原作は本屋大賞を受賞し、直木賞候補にもなった。
で、「おくりびと」の滝田洋二郎監督で映画化されたのだが、正直期待したほどではなかった。

江戸時代の囲碁棋士であり和算学者でもある安井算哲(岡田准一)が、主君の命を受け正確な暦を作る話である。
最初は北極星の測量チームに任命され、そこから暦作成の責任者となる。
算哲のチームは測量と計算により、かつて中国で作成された「授時暦」が一番正しいと判断するが、そもそも江戸時代の暦とは朝廷が司るものであり、そこに利権も生まれていた。
やすやすと朝廷が新しい暦を認めるはずもない。
そこで算哲は、朝廷が使用する「宣明暦」と自分が支持する「授時暦」、そして中国で「授時暦」の後に作られた「大統暦」の3つを比較して、暦の六番勝負を行う。
3年かけて、月蝕、日蝕が実際に起こるか起こらないか、3つの暦を比較しようと言うのだ。
だが、5回目の勝負までは「授時暦」がズバリ的中するが、最後の一つだけは「宣明暦」が当たってしまう。
「宣明暦」は他の勝負を外しているものの、抵抗勢力の暗躍もあり算哲のチームは結果を出せないまま解散してしまった。

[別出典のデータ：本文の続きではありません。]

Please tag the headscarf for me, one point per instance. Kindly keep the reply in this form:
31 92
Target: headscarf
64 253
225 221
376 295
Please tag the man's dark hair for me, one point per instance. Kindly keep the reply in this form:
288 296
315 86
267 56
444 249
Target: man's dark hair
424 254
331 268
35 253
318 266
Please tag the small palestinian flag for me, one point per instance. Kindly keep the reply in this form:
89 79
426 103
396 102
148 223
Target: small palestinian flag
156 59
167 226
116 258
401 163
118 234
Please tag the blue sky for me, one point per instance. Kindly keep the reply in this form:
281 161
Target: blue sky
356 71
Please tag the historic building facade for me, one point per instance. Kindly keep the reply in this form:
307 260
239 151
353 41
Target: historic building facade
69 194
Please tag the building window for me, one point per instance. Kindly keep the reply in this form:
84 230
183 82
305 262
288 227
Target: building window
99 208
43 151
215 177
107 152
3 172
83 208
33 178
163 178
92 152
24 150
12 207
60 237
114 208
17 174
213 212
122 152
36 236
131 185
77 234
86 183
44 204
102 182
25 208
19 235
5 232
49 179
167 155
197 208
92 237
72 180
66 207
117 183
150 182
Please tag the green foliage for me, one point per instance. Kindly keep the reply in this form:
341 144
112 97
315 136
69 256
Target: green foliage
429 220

失意に暮れる算哲を妻のえん(宮崎あおい)が励まし、算哲は再び暦の観測と計算を始める。
そこで「授時暦」にも間違いがある事に気づき、新たに「大和暦」の考案をした。
算哲は再度朝廷に新しい暦を見てもらうために、水戸光圀に朝廷への取りなしを依頼する。

ざっくりと内容を書くと、こんな感じである。
ここに囲碁のライバル本因坊道策(横山裕)や、天才和算学者の関孝和(市川猿之助)などが絡んでくる。
しかし、史実に基づいた物語が時系列に沿って流れていると言ってしまえば、それまでである。

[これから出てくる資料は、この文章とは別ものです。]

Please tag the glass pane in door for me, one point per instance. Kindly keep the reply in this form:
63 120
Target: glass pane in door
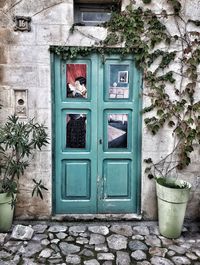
119 81
117 130
76 130
76 81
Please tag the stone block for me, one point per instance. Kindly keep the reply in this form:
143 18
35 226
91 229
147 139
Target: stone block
48 34
21 232
23 76
30 54
83 36
6 98
25 38
6 36
58 14
2 3
3 55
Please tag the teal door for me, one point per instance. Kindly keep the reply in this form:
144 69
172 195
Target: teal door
96 135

安井算哲の純粋さはよく表現されているが、暦が間違っている事による弊害がセリフでしか表現されていないので、なぜ算哲のチームが命を掛けてまで新しい暦を作らなければならなかったのか、その部分が伝わってこない。
その時代に新しい暦がどうしても必要であった、という説得力に欠けるため、算哲の仕事の重要性が表現できていないのだ。
また、北極星観測隊の仕事も名誉な事だとは思うが、リーダーの建部伝内、副リーダーの伊藤重孝のバックグラウンドがまったく紹介されていないので、この二人がどんな人かわからない。
だから北極星観測隊がどれだけすごい人たちなのかもよくわからなかった。
算哲の仕事の重みが伝わってこないので、見終わった後「ふーん」としか言えない。

原作は読んでいないのでなんとも言えないが、映画を観た限りでは史実をなぞって少し演出を加えただけ、としか言いようがない。
原作は展開が違ったりレトリックで読ませる部分があるのかもしれないが、映画化するにあたっての一捻りが足りなかったように思う。

主演は話題の岡田准一と宮崎あおいだが、宮崎あおいがやたら生き生き演技していたように見えたのは、私が下世話な人間だからかな。
まあ、いずれにしろ宮崎あおいは和服と日本髪が良く似合うし、個人的には現代劇よりも時代劇の方が合ってると思う。